Vet stage director Roger Planchon paints the short eventful life of Henri de Toulouse-Lautrec with strangely anemic strokes in this lavish, well-cast but emotionally inert costumer. Art direction is uniformly splendid, with many of the characters familiar from Lautrec’s posters, sketches and oils made flesh in pitch-perfect settings. Overlong pic strives to be as buoyant and racy as a cancan dancer but feels more like an anvil landing on a souffle. Subject matter should facilitate offshore sales before pic settles into quality tube dates and video shelves.
The only son born to aristocratic first cousins (Claude Rich, Anemone) in the town of Albi, Henri is seen within the first 10 minutes as a newborn with an unexplained bone deficiency and an adult (Regis Royer) with pince-nez, full beard and painter’s easel. His dad is a well-heeled womanizer, his beloved mom devoutly religious. And Henri? Well, Henri is sweet as can be but awfully short.
Script glosses over what, exactly, is responsible for Lautrec’s diminutive stature, as if viewers already know or it would be rude to pry. Rarely photographed from the knees down, Royer is a dead ringer for Lautrec, and plays him with a constant impish sparkle in the eyes and playful crinkle around the mouth.
In Paris, Lautrec undergoes ritual hazing before being accepted into the Beaux-Arts painting classes taught by Cormon; makes friends with other young men who prefer renegade Impressionists to old-school fuddy-duddies; is deflowered by an accommodating artist’s model and embarks on a lovey-dovey, then tempestuous affair with fellow painter Suzanne Valadon (Elsa Zylberstein).
Although sincerely smitten by Lautrec, the headstrong Suzanne fears that Henri’s style will exert too strong a pull on her own work.
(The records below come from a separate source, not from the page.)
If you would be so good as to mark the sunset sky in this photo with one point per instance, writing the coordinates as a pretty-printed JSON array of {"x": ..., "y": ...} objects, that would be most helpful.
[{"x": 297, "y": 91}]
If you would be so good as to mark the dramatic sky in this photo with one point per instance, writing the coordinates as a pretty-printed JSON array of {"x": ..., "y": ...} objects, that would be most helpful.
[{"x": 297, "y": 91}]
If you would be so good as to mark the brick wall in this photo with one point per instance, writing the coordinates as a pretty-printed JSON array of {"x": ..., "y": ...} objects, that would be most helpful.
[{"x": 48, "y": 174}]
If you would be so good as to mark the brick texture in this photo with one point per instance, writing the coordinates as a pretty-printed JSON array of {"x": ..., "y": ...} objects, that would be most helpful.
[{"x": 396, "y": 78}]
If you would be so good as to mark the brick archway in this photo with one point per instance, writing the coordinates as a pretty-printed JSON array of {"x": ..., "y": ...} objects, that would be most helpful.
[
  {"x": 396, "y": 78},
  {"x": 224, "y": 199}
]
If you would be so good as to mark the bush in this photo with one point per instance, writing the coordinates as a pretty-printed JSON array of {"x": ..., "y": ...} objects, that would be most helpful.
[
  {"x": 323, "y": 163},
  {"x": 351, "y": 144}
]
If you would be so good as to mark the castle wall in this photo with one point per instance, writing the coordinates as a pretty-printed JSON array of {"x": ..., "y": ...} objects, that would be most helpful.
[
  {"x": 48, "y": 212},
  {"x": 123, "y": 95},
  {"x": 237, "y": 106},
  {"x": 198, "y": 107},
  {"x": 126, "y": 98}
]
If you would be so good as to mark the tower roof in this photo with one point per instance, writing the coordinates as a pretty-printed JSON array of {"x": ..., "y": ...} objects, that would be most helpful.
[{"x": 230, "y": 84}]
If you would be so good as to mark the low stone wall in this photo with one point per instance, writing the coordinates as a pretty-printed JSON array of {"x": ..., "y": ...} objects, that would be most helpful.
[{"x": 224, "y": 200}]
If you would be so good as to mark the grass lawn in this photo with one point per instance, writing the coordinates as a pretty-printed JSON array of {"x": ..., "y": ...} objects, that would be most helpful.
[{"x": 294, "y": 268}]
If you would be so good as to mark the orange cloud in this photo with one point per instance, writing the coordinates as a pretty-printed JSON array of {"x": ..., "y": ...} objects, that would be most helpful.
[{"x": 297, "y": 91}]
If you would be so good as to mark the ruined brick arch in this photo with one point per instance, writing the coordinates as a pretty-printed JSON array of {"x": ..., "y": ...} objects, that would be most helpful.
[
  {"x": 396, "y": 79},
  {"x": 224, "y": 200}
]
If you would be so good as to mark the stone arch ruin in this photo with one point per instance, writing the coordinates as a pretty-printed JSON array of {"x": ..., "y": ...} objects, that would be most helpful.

When she leaves him for good, Henri hits the absinthe, contracts venereal disease and embarks on an ill-defined decline toward death — at age 37, like his pal Van Gogh — that takes forever and a day to play out onscreen.
Tedious when it should be enthralling, pic is a succession of more or less interesting incidents, too few of which illuminate the characters. Aristide Bruant (Jean-Marie Bigard) sings his famous songs at Le Chat Noir and wears his famous cape; La Gouloue bitches about how she looks in Lautrec’s celebrated poster of her at the Moulin Rouge; Van Gogh clomps around with fire in his eyes; Degas pops by Lautrec’s studio and approves of his work; and Suzanne poses for Auguste Renoir. Every so often a batch of people are shown relishing nature or night life.
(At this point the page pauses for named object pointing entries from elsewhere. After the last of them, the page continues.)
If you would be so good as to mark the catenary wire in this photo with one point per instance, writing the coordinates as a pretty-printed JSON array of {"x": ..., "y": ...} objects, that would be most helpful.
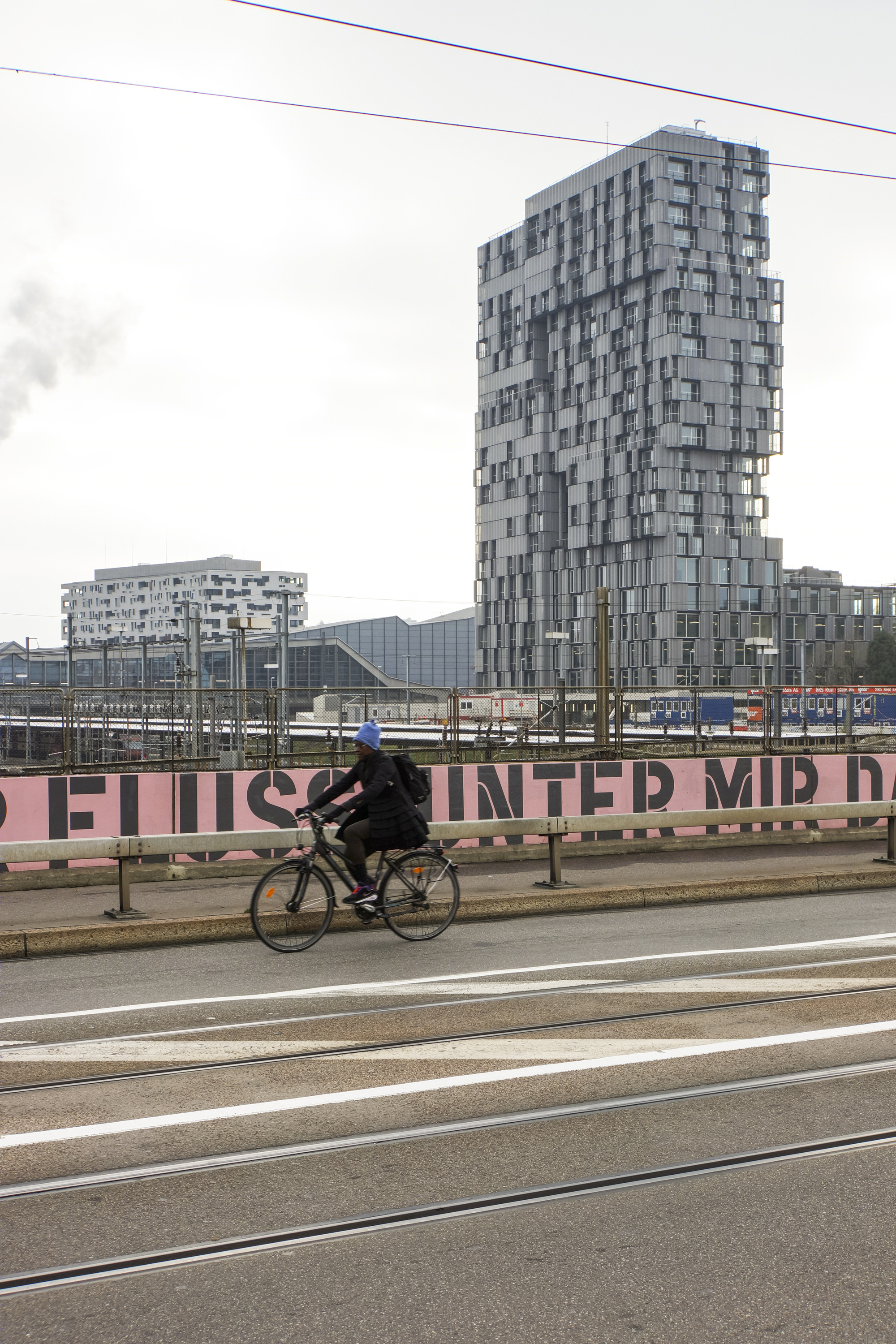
[
  {"x": 390, "y": 116},
  {"x": 554, "y": 65}
]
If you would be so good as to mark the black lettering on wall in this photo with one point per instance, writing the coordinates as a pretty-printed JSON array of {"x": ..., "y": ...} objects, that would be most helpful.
[
  {"x": 590, "y": 800},
  {"x": 798, "y": 765},
  {"x": 58, "y": 815},
  {"x": 190, "y": 814},
  {"x": 456, "y": 799},
  {"x": 260, "y": 807},
  {"x": 129, "y": 806},
  {"x": 723, "y": 795},
  {"x": 642, "y": 801},
  {"x": 766, "y": 789},
  {"x": 224, "y": 810},
  {"x": 495, "y": 804},
  {"x": 872, "y": 768}
]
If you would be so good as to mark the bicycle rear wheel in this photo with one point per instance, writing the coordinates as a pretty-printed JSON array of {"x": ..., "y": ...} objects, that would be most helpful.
[
  {"x": 421, "y": 897},
  {"x": 292, "y": 906}
]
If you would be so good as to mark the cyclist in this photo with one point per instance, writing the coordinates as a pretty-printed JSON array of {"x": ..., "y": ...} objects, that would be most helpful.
[{"x": 382, "y": 816}]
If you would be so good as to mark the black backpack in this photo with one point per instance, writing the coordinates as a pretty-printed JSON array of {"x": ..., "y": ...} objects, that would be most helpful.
[{"x": 413, "y": 780}]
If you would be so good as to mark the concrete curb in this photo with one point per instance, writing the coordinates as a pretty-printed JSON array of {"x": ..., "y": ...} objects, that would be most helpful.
[
  {"x": 107, "y": 875},
  {"x": 156, "y": 933}
]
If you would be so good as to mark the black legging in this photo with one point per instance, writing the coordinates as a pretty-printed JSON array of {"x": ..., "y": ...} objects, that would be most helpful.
[{"x": 358, "y": 843}]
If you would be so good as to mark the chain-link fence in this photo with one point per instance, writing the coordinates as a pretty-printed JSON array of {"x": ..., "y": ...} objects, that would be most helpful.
[{"x": 45, "y": 729}]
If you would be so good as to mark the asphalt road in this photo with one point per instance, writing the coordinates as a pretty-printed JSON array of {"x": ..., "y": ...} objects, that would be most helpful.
[{"x": 594, "y": 1008}]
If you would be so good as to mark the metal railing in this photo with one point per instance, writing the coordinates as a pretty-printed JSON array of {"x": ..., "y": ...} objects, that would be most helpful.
[
  {"x": 112, "y": 730},
  {"x": 124, "y": 849}
]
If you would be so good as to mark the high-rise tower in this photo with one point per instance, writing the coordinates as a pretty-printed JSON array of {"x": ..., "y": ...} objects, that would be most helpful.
[{"x": 629, "y": 357}]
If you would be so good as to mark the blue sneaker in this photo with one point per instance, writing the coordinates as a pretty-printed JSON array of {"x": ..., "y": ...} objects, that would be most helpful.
[{"x": 365, "y": 893}]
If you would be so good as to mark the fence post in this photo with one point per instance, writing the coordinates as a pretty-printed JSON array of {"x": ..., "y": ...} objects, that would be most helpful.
[{"x": 454, "y": 699}]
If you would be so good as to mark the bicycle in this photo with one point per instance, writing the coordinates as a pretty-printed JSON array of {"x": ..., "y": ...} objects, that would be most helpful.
[{"x": 293, "y": 904}]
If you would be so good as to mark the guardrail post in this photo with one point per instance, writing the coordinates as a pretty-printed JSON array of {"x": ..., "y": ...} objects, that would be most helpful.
[
  {"x": 555, "y": 862},
  {"x": 125, "y": 910},
  {"x": 891, "y": 843}
]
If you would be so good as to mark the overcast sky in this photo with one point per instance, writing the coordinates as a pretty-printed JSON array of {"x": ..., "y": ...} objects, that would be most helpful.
[{"x": 252, "y": 330}]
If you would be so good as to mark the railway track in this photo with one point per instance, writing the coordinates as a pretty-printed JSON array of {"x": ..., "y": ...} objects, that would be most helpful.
[{"x": 723, "y": 1064}]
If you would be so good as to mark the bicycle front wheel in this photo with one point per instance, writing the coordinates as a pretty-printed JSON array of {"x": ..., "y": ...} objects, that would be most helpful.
[
  {"x": 421, "y": 896},
  {"x": 292, "y": 906}
]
Thesps are good across the board, and music is true to the period, if a tad obvious. The widescreen cinematography makes the most of splashy period decor but lacks inspiration, except in scenes drawn directly from Lautrec’s images or the stylings of the Impressionists. (Pic shows relatively few examples of his art.)
John Huston’s “Moulin Rouge” (1952) depicted a moody, conflicted artist troubled by his infirmity and demanding about every aspect of the printing of his posters. Here, he’s a basically jolly fellow who’s fond of the bottle and is often seen behind an easel when he’s not boyishly telling prostitutes how beautiful they are, politely cajoling loose women into posing for him or hiding out in a den of lesbians.